Sonu iç savaştır
Cumhuriyet’in cumartesi günkü “Ak silahlanma provokasyonu” manşeti tüyler ürperticiydi. Haberde, 15 Temmuz darbe girişiminin ardından peş peşe yapılan sivillere yönelik silahlanma...
Cumhuriyet’in cumartesi günkü “Ak silahlanma provokasyonu” manşeti tüyler ürperticiydi.
Haberde, 15 Temmuz darbe girişiminin ardından peş peşe yapılan sivillere yönelik silahlanma çağrılarından, Akit gazetesi yazarı Abdurrahman Dilipak’ın önerilerinden ve Ankara Büyükşehir Belediye Başkanı Melih Gökçek’in “Ak silahlanma” başlığı altındaki davetlerinden söz edilmekte, Osmanlı Ocakları 1453’ün Başkanı Emin Canpolat’ın “Erdoğan için ölür, Erdoğan için öldürürüz” ifadesine yer verilmekteydi.
Bu şiddet çağrıcıları hakkında herhangi bir işlem yapılmaması da, iktidar destekli bir kampanya karşısında olduğumuz gerçeğini gün yüzüne çıkarmaktadır.
Her şey açıkça gösteriyor ki, silahlananlar AKP ve yandaşlarıdır.
Silahlanma kampanyasının, neden AKP ve yandaşlarının silahlandırılması anlamına geldiğini, uzun uzadıya anlatmaya yeltenmek, bu gerçeğin zaten farkında olan siz okurların zekâsına saygısızlık olacağından böyle bir işe kalkışmıyorum.
***
15 Temmuz darbe girişiminin hemen sonrasında, aleniyete dökülmeden önce de kamuoyunun uyanık kesimi tarafından, boyutları tam olarak kestirilemese de bilinen“Ak silahlanma”nın, bize Başkanlık sistemi diye yutturulmaya çalışılan rejimin aslında ne olduğunu net biçimde ortaya koyduğu açıktır.
Aralarındaki farklılıklara karşın, kaba çizgileriyle faşizm olarak adlandırılan bütün rejimler, tarihin her döneminde, kendi silahlı milis rejimlerini kurmuşlardır.
Böyle olmasında da şaşılacak bir yön yoktur.
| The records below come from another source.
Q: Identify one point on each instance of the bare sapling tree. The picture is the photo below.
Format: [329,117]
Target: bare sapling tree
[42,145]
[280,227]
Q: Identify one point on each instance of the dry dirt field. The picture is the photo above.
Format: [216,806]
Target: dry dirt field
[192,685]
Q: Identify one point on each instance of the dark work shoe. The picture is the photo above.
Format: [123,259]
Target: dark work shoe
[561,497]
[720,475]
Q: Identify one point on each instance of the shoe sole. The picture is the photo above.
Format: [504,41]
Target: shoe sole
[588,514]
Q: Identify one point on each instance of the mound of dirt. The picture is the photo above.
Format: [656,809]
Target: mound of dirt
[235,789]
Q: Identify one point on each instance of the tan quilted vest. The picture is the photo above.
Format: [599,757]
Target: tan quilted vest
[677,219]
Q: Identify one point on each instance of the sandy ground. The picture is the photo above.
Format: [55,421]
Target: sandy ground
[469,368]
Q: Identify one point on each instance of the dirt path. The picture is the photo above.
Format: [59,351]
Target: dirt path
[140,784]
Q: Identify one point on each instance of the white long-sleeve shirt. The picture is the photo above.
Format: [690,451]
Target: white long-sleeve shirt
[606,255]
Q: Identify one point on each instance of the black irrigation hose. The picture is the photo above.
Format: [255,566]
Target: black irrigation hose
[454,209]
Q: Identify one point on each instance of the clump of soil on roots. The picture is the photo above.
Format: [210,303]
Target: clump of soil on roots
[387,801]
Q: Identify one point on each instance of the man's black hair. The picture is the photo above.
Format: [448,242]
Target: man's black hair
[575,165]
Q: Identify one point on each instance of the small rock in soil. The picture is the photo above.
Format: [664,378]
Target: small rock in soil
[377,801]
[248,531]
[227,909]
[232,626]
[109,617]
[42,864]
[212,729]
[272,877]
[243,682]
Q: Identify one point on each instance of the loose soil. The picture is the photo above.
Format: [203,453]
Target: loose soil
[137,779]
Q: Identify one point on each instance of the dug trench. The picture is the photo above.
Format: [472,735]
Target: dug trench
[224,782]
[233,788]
Bu rejimlerde iktidar değişimi oy ile değil silahla olacağından tedbir olarak da kamuoyunu demokratik yöntemlerle ikna metotlarının da kıymeti harbiyesi kalmamakta, silahlı önlemler önem kazanmaktadır.
Ama, milis güçleri tarihin hiçbir döneminde, faşizan yönetimlerin kaçınılmaz sonlarını önleyememiştir. Akıbetin tecellisinde, kimi zaman iç, kimi zaman da dış etkenler amil olmuştur.